Data Pipeline Architecture with Near Real-Time Streaming Multiple Source Indonesian Online News Data Lake
Author(s) -
Angelina Pramana Thenata
Publication year - 2020
Publication title -
jurnal informatika dan sains/jisa (jurnal informatika dan sains)
Language(s) - English
Resource type - Journals
eISSN - 2776-3234
pISSN - 2614-8404
DOI - 10.31326/jisa.v3i1.657
Subject(s) - computer science , variety (cybernetics) , architecture , pipeline (software) , big data , volume (thermodynamics) , data science , world wide web , data mining , geography , physics , archaeology , quantum mechanics , artificial intelligence , programming language
The rapid development of information has made online news increasingly needed. Online news attracts readers' attention by providing convenience and speed in presenting news from various fields. However, the large amount (volume) of online news that spreads in a short time (velocity) and the public's need to consume news in various references (variety) can affect people's lives.

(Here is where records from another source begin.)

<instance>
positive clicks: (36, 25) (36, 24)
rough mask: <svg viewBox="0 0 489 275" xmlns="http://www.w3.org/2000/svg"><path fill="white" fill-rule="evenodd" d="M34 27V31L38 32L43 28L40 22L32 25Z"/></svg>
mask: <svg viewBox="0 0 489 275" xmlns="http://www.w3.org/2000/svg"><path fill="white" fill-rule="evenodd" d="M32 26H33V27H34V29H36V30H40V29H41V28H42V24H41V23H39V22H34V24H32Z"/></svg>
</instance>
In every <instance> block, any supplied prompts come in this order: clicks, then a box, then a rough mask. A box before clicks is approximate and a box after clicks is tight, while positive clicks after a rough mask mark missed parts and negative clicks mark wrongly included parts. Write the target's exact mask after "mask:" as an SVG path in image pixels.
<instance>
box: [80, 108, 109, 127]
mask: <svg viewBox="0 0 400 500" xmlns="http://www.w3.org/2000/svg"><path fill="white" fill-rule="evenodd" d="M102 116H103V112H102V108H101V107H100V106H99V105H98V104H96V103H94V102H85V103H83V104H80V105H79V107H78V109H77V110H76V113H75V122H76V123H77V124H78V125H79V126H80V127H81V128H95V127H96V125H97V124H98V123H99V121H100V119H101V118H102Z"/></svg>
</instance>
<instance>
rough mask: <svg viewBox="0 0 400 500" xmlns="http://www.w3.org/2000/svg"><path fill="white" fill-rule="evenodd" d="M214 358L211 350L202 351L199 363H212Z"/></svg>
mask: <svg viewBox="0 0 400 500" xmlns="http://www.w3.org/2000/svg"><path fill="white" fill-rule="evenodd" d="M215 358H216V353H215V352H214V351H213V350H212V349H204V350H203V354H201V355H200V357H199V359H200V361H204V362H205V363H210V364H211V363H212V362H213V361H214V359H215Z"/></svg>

Therefore, the government as the regulator and news agencies need to monitor online news circulating. Based on these problems, the researcher proposes a data lake architectural design that is suitable for online news and can run in real-time. Data lakes can solve the main problems of Big Data (volume, velocity, variety). In proposing this data lake architecture, the researcher conducted a literature study and analyzed the flow of the data lake architecture according to online news. Furthermore, the researcher will use this architecture to combine and uniform the online news data structure from several online news channels and then stream it in real-time to fill the data lake. The results of using the data lake architecture for online news will be stored on MongoDB which functions as a database to store all data for both the short and long term. Finally, this data lake will be a means to accommodate, dive into, and analyze the circulating online news data. Keywords – Data Lake, Online News, Real-Time.